One-Shot Sensitivity-Aware Mixed Sparsity Pruning for Large Language Models

Hang Shao,Bei Liu,Bo Xiao,Ke Zeng,Guanglu Wan,Yanmin Qian
2024-04-23
Abstract:Various Large Language Models~(LLMs) from the Generative Pretrained Transformer(GPT) family have achieved outstanding performances in a wide range of text generation tasks. However, the enormous model sizes have hindered their practical use in real-world applications due to high inference latency. Therefore, improving the efficiencies of LLMs through quantization, pruning, and other means has been a key issue in LLM studies. In this work, we propose a method based on Hessian sensitivity-aware mixed sparsity pruning to prune LLMs to at least 50% sparsity without the need of any retraining. It allocates sparsity adaptively based on sensitivity, allowing us to reduce pruning-induced error while maintaining the overall sparsity level. The advantages of the proposed method exhibit even more when the sparsity is extremely high. Furthermore, our method is compatible with quantization, enabling further compression of LLMs. We have released the available code.
Computation and Language,Artificial Intelligence
What problem does this paper attempt to address?

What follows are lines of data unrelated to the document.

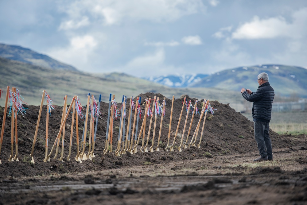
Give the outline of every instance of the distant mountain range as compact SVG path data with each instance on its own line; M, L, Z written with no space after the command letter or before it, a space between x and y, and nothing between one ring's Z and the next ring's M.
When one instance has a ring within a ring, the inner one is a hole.
M189 87L208 76L205 74L169 75L157 77L150 76L144 79L172 87Z
M237 91L245 87L255 91L259 86L257 77L264 72L268 74L276 94L307 98L307 69L297 66L259 64L227 69L210 75L169 75L146 79L172 87L214 87Z
M233 91L244 87L255 91L259 86L257 77L262 72L269 75L269 81L276 94L307 98L307 69L282 65L259 64L225 70L203 78L190 87Z
M48 56L17 45L0 44L0 57L48 68L77 70L76 68Z
M227 69L210 75L169 75L140 79L123 73L85 73L30 49L0 44L2 77L0 88L3 90L8 85L22 88L29 97L36 91L45 88L56 92L60 99L65 93L76 91L76 95L85 95L88 92L103 93L103 99L106 100L109 92L127 95L151 92L171 98L173 95L178 97L188 94L198 97L206 94L208 99L229 99L228 102L232 100L229 98L234 98L239 102L241 88L255 91L258 86L257 77L262 72L269 74L276 94L307 98L307 69L300 67L258 65ZM61 101L55 101L58 103Z

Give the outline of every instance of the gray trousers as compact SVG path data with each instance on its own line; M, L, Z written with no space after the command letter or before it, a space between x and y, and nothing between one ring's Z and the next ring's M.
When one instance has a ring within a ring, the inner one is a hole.
M265 157L267 155L269 159L273 159L272 143L269 134L269 122L256 121L254 122L255 139L257 142L259 154Z

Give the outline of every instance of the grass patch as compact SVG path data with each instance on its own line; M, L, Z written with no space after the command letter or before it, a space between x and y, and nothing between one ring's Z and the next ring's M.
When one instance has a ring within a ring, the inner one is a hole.
M212 155L209 152L206 152L204 154L204 156L206 157L211 158L212 157Z
M307 123L271 123L270 125L272 130L279 134L307 134Z

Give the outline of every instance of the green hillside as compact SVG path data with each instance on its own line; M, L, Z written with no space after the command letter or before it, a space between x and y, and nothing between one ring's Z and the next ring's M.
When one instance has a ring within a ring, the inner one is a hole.
M242 87L255 91L257 76L265 72L276 94L285 96L296 94L307 98L307 69L295 66L262 65L239 67L223 71L203 79L193 87L215 87L239 91Z
M0 44L0 57L49 68L76 71L72 66L48 56L17 45Z

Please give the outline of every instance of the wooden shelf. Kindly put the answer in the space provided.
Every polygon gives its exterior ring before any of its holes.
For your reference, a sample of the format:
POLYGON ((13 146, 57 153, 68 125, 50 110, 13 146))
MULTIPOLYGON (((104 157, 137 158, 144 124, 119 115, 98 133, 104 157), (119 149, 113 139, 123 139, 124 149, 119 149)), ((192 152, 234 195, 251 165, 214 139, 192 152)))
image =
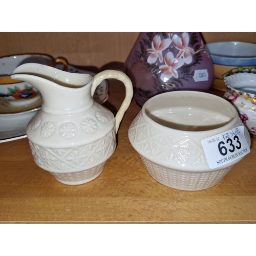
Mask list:
MULTIPOLYGON (((124 88, 109 80, 104 105, 115 114, 124 88)), ((33 160, 27 138, 0 143, 1 223, 256 223, 256 144, 217 185, 174 189, 146 172, 128 129, 140 110, 134 100, 102 174, 77 186, 57 181, 33 160)))

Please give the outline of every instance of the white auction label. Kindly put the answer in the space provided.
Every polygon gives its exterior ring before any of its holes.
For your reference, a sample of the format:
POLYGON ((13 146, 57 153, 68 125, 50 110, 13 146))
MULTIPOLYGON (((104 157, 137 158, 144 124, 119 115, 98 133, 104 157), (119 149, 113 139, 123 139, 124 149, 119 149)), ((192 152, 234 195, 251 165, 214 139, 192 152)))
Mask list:
POLYGON ((244 126, 238 126, 202 140, 202 145, 211 169, 238 160, 250 153, 244 129, 244 126))

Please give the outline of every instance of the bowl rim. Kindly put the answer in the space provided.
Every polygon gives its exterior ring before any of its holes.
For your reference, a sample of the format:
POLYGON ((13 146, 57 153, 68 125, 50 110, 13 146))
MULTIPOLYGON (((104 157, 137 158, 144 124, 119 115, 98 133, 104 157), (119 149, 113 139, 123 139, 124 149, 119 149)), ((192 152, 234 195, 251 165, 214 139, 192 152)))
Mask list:
POLYGON ((230 104, 227 100, 226 100, 225 99, 223 99, 222 97, 221 97, 220 96, 215 95, 214 94, 212 94, 211 93, 206 93, 204 92, 199 92, 199 91, 173 91, 173 92, 167 92, 164 93, 162 93, 160 94, 158 94, 157 95, 155 95, 154 97, 152 97, 150 99, 149 99, 147 101, 145 102, 145 103, 143 104, 142 106, 142 108, 141 109, 141 112, 142 112, 142 115, 143 116, 143 117, 145 118, 145 119, 146 121, 148 121, 150 122, 150 123, 154 126, 156 126, 156 125, 159 126, 159 128, 161 129, 161 130, 163 130, 163 131, 172 131, 172 132, 173 133, 184 133, 184 134, 186 134, 189 136, 193 136, 196 134, 198 134, 200 133, 201 134, 205 134, 205 135, 203 137, 205 138, 207 138, 207 137, 210 137, 212 136, 212 133, 215 133, 215 134, 218 134, 219 133, 220 133, 221 132, 220 131, 220 129, 221 130, 224 130, 225 131, 227 131, 228 130, 226 129, 226 126, 229 126, 229 124, 230 122, 234 121, 236 119, 236 115, 238 115, 237 111, 234 108, 234 107, 232 105, 232 104, 230 104), (157 99, 157 98, 161 98, 163 96, 165 95, 173 95, 174 96, 175 96, 175 94, 181 94, 180 97, 181 97, 182 95, 186 95, 188 94, 194 94, 194 95, 201 95, 202 97, 204 97, 207 96, 209 97, 211 97, 213 98, 216 99, 216 100, 219 100, 220 101, 222 101, 223 102, 224 104, 226 104, 227 106, 229 107, 230 109, 232 111, 232 114, 233 114, 233 117, 230 120, 230 121, 226 124, 219 127, 219 128, 216 128, 214 129, 210 129, 210 130, 207 130, 205 131, 184 131, 184 130, 180 130, 178 129, 175 129, 174 128, 170 128, 169 127, 167 127, 165 125, 163 125, 162 124, 160 124, 159 123, 157 123, 155 121, 154 121, 152 118, 151 118, 146 114, 145 112, 145 109, 147 107, 147 105, 150 103, 150 102, 154 100, 154 99, 157 99))

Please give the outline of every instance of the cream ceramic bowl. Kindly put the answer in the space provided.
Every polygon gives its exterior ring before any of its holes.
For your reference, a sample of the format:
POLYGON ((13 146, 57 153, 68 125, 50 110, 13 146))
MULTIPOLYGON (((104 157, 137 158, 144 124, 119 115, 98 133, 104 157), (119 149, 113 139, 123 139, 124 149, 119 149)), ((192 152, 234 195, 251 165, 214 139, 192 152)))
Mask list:
POLYGON ((236 108, 245 126, 256 135, 256 74, 238 73, 224 78, 223 97, 236 108))
MULTIPOLYGON (((131 124, 129 138, 153 178, 174 188, 199 190, 218 184, 241 160, 210 168, 202 140, 241 125, 237 111, 222 98, 176 91, 147 101, 131 124)), ((243 130, 249 145, 249 133, 243 130)))

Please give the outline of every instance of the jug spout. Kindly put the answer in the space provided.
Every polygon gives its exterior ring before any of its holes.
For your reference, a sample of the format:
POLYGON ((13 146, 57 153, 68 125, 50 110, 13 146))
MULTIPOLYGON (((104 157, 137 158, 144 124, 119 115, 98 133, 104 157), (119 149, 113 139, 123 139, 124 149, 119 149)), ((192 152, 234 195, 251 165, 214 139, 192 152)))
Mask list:
POLYGON ((43 99, 42 110, 50 114, 78 113, 93 104, 90 94, 93 78, 88 74, 71 73, 28 63, 18 67, 11 78, 37 88, 43 99))

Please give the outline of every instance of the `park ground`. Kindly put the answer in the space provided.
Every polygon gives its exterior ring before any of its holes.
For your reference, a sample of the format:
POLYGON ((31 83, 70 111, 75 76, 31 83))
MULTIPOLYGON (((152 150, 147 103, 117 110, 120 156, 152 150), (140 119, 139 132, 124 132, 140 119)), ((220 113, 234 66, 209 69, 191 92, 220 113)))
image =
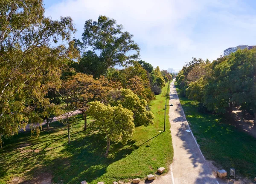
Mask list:
MULTIPOLYGON (((177 92, 180 90, 175 84, 177 92)), ((198 112, 198 102, 179 95, 201 150, 218 168, 236 170, 236 176, 251 179, 256 173, 256 139, 230 123, 225 116, 198 112)))
POLYGON ((58 122, 51 123, 49 130, 43 126, 38 138, 31 137, 27 131, 5 140, 0 149, 0 184, 71 184, 84 180, 90 184, 112 184, 114 181, 128 182, 134 177, 145 178, 158 167, 169 168, 173 150, 167 117, 166 131, 163 131, 166 88, 150 104, 154 124, 136 127, 125 146, 112 142, 107 158, 103 156, 105 134, 90 127, 90 119, 87 130, 82 131, 81 115, 77 116, 79 122, 71 129, 70 144, 67 128, 58 122))

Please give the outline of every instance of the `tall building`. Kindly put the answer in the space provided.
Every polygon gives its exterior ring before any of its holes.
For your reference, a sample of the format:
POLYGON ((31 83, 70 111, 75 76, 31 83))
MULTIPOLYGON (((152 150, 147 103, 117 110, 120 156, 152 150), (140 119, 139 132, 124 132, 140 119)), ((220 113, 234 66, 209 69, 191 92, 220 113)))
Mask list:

This paper attempts to solve the problems of high inference latency and large GPU memory consumption in the practical applications of large - language models (LLMs) due to their large model sizes. To improve the efficiency of LLMs, existing research has explored methods such as quantization and pruning. However, these methods often require a large amount of retraining to restore model performance, which becomes very expensive and impractical when dealing with LLMs with billions of parameters. For this reason, this paper proposes a Hessian - sensitivity - aware hybrid sparse pruning method, aiming to prune LLMs to at least 50% sparsity without any retraining. This method adaptively allocates sparsity and reduces the error caused by pruning according to the sensitivity of each layer while maintaining the overall sparsity level. In addition, this method is compatible with quantization techniques and can further compress LLMs to achieve a higher compression ratio and lower performance loss. Specifically, the main contributions of this paper include: 1. Introducing a more comprehensive weight selection criterion - the improved saliency criterion (ISC), which combines the advantages of both OBS and OBD methods. 2. Proposing a Hessian - information - based sensitivity - aware hybrid sparse pruning strategy. 3. Experimental results show that this method achieves better perplexity and zero - shot downstream task performance than SparseGPT on multiple cutting - edge LLMs. Through the above methods, the paper not only solves the efficiency problem of LLMs in practical applications but also provides a new direction for future research, especially on how to further improve the model compression effect by combining mixed - precision quantization techniques.